Wednesday, July 28, 2010

Is The Treasury Lying About HAMP Numbers?

The extremely low redefault rate for HAMP permanent loan modifications of 1.7 percent is being challenged as inaccurate. Paul Jackson points out that the reason for the misleading number is that HAMP permanent modifications are canceled in the event of non-payment. See the following post from The Mess That Greenspan Made.

Like some of you, perhaps, I looked at the astonishingly low redefault rate for HAMP graduates as reported last week and just kind of scratched my head wondering how people with a median total debt service that consumes a full 64 percent of their gross income could possibly survive more than a few months or so. Well, apparently, the freakishly low 1.7 percent redefault rate for HAMP permanent loan mods is not what it seems – Paul Jackson over at Housing Wire provides all the details in this report.
At HW, we chose not to run with the HAMP redefault numbers except to note that Treasury officials had added them into the latest report card. And this choice was made with purpose: we knew these numbers were fake. Nobody gets a 1.7% redefault rate 6 months after modification –- not even Uncle Sam — and any media outlet reporting that number with a straight face quite simply doesn’t understand the industry it’s covering.

The only way to come up with a 1.7% redefault rate is to change how redefaults are calculated.

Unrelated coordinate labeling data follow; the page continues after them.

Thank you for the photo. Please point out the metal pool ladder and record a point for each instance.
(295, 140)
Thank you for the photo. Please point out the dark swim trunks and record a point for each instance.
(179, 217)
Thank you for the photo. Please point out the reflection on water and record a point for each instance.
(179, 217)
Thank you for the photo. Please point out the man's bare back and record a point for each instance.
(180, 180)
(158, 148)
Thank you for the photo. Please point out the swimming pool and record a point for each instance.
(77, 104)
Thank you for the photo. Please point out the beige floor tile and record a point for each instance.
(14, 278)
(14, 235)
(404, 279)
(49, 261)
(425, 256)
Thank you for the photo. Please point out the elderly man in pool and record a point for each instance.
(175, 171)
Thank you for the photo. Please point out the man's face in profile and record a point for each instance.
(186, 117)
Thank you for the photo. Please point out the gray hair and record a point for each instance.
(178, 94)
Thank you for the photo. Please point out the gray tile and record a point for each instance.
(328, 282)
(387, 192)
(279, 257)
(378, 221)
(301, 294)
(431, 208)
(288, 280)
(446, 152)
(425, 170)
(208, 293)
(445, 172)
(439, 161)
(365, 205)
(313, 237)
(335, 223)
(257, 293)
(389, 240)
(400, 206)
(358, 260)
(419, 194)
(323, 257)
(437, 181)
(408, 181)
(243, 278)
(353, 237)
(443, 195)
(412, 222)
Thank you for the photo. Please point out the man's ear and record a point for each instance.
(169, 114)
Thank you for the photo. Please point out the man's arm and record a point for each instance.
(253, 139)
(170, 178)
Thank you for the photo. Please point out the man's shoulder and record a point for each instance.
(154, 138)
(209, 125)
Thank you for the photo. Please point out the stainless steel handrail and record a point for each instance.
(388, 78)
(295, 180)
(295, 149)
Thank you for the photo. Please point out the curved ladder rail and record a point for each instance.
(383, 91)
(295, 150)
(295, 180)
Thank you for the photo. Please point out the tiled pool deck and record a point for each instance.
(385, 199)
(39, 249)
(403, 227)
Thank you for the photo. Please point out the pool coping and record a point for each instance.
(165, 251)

And that is precisely what our government did.

In the report card, buried in a footnote, is the following disclaimer: “a HAMP permanent modification is canceled for non-payment if it is more than 90 days delinquent.” It’s also apparently removed from redefault calculations, which is a great way to smear a pig in a mountain of lipstick and hope nobody notices.

The researchers at Barclays Capital were among the few paying attention to this footnote, and took the unprecedented step of issuing a separate research alert on the HAMP numbers last week, highlighting what they called “misleading” reporting by Treasury on HAMP mod performance.

I prefer to call it lying…
At least it makes sense now. I was starting to think that I couldn’t do math anymore…

This article has been republished from Tim Iacono's blog, The Mess That Greenspan Made.